A post mortem analysis of a Data Science approach for determining the existence and decay patterns of the Higgs boson.
This post originally appeared on kasperfred.com
In 2013, the CERN LHC Atlas team released a dataset containing simulated proton-proton collisions some of which resulted in a 125 GeV Higgs which would decay to two taus. Others resulted in two top quarks decaying to either a lepton or a tau, or a W boson decaying to either an electron or a muon and tau pair.
The problem was construct a neural network that correctly segmentize the events using features that can either be measured directly in the accelerator, or can be derived from the measurements.
The final network consisting of only a single hidden layer was able to predict the existence of the Higgs boson with an accuracy of 99.997% over 5 positive predictions (the network thinking that the Higgs exists).
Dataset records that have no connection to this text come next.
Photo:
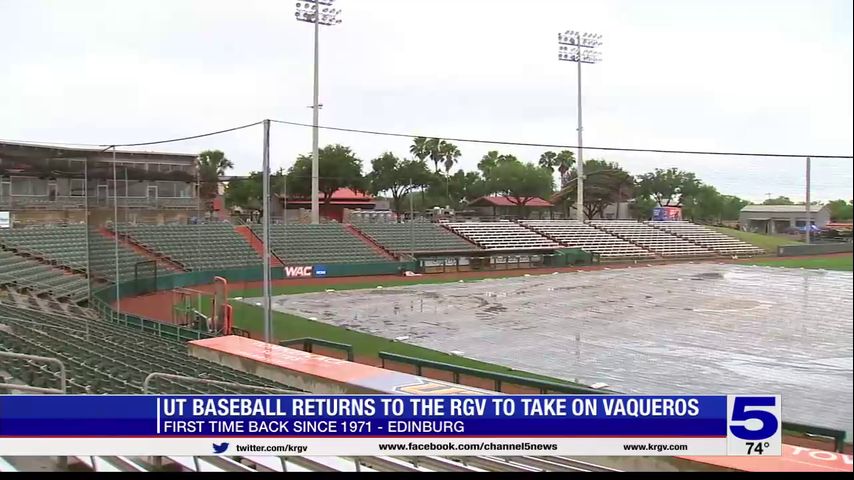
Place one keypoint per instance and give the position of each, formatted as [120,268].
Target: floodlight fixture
[575,46]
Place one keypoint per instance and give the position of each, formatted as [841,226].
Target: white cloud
[728,75]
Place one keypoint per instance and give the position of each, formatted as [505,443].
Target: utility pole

For such a simple network, I find that number to be rather impressive.This piece will be a summarization of my immediate reflections following the project.
This was the first large project I've done. All my previous projects have been small enough to live in a single file. It's also the first time I worked with multiple very different models for the same problem.Furthermore, the dataset didn't have a standard approach as is the case with many of the old stables such as the MNIST and Iris datasets. Another unforseen problem was that the dataset was so large that I ran into GPU memory issues which had to be addressed.This change in scope necessitated that I found a better way of organizing the code. While you can find the code on Github, I'd like to highlight a few thing that worked out well, and some that didn't.
In conclusion, while the scaling went okay everything considered, but there's still a lot of room for improvement.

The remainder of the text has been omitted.